China Tower has been cleared for a $10 billion IPO on the Hong Kong stock exchange, hot on the heels of Chinese smartphone manufacturer Xiaomi.
The value of Xiaomi’s listing has not been confirmed but Bloomberg has reported it as $4.7 billion – towards the lower end of expectations – and the device manufacturer’s IPO will likely be used by China Tower to gauge how large Chinese tech floats are received. The tower firm is expected to ramp up marketing ahead of its offering, but may adjust its timings based on the reaction to Xiaomi’s IPO.

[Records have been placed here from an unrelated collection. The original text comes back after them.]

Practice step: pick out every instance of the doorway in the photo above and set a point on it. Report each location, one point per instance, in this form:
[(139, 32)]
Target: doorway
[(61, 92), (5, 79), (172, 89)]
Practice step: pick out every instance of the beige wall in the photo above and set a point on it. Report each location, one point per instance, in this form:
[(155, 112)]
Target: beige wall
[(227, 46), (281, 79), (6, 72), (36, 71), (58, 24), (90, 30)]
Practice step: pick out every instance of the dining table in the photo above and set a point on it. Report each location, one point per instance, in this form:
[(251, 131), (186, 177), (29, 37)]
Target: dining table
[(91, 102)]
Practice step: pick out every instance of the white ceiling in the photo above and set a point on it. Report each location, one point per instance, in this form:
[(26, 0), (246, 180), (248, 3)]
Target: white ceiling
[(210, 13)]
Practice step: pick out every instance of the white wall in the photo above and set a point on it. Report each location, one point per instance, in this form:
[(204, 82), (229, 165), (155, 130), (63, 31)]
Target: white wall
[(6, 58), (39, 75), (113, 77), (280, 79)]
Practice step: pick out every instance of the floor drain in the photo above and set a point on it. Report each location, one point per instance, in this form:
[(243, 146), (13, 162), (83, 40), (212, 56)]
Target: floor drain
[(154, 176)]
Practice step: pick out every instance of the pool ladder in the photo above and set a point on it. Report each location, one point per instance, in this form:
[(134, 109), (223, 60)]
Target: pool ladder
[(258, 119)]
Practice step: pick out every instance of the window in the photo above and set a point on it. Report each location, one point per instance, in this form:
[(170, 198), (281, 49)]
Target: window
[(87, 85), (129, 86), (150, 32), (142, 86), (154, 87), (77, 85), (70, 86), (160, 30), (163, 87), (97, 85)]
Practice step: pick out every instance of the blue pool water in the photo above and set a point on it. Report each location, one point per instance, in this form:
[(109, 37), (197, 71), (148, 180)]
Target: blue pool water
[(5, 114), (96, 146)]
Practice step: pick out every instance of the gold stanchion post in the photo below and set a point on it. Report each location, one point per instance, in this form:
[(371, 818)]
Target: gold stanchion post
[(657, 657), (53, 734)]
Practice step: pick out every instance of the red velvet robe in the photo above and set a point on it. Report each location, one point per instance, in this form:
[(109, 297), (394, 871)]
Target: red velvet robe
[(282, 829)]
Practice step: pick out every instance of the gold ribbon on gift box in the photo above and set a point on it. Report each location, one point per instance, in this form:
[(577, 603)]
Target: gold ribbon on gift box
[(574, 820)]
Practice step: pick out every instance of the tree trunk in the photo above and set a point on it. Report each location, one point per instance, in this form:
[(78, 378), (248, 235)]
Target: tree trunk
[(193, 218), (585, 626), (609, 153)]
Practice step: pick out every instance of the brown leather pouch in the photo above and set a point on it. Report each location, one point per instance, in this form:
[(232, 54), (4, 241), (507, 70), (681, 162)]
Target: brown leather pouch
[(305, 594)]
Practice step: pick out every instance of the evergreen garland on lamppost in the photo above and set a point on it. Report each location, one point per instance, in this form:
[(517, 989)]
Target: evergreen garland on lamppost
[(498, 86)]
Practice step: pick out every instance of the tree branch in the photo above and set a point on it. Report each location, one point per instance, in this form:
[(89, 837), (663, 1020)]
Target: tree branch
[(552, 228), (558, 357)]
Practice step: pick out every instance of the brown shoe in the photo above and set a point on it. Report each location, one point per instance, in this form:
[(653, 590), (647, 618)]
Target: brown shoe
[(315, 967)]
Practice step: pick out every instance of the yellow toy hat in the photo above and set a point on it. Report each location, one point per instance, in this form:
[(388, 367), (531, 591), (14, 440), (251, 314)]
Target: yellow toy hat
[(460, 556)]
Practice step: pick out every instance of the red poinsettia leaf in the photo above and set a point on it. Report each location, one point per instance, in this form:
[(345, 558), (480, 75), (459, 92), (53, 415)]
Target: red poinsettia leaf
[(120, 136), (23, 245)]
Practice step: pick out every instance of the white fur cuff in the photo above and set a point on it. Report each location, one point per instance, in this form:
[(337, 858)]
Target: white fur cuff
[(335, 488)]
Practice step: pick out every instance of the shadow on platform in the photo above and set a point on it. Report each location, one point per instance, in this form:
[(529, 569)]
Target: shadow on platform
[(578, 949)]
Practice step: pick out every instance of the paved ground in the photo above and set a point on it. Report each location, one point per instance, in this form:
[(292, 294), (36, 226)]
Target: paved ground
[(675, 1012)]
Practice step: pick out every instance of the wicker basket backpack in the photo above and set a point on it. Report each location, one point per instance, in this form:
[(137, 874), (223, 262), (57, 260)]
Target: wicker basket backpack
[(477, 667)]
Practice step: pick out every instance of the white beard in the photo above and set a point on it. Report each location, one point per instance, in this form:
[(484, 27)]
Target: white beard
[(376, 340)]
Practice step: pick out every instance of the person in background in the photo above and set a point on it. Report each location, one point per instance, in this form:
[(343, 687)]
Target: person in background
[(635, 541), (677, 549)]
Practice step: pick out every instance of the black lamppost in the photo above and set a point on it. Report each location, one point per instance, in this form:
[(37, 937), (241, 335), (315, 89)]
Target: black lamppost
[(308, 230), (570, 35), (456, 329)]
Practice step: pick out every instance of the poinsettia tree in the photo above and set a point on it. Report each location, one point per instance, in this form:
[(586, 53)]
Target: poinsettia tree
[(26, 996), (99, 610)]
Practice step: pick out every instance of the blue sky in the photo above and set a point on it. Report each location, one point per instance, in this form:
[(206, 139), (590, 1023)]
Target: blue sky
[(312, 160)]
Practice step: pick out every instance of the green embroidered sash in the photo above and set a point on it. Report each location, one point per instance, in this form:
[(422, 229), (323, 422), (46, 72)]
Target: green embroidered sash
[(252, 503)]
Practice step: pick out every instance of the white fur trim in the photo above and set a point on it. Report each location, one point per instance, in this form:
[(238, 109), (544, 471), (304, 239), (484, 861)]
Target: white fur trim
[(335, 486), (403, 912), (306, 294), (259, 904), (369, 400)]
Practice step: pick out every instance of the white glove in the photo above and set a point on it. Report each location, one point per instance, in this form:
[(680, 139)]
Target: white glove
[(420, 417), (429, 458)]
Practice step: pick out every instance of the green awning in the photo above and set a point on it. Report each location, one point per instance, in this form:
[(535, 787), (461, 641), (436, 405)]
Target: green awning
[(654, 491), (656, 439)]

Xiaomi had originally intended to list on both the Hong Kong Exchange and the Shanghai Stock Exchange at the same time, but abandoned the latter listing – reportedly because the China Securities Regulatory Commission (CSRC) was not satisfied with the information Xiaomi provided it with regard to its profitability projections.
Scrapping its Shanghai listing has proven a setback for Xiaomi. The device maker was hoping for a $10 billion valuation, so the suspected $4.7 billion figure falls well short of this. Additionally, recent Chinese listings in Hong Kong have been oversubscribed by multiples of 100 – whereas the retail part of Xiaomi’s offering was oversubscribed by 8.5 times.
The results of Xiaomi’s listing will be discouraging for the device maker, but the higher valuation of China Tower will provide hope for Chinese tech firms looking to list in the future. The tower firm is the world’s largest, with over 1.87 million sites, and was created by combining some of the infrastructure assets of the Big Three Chinese operators – all of which are major shareholders in the tower firm.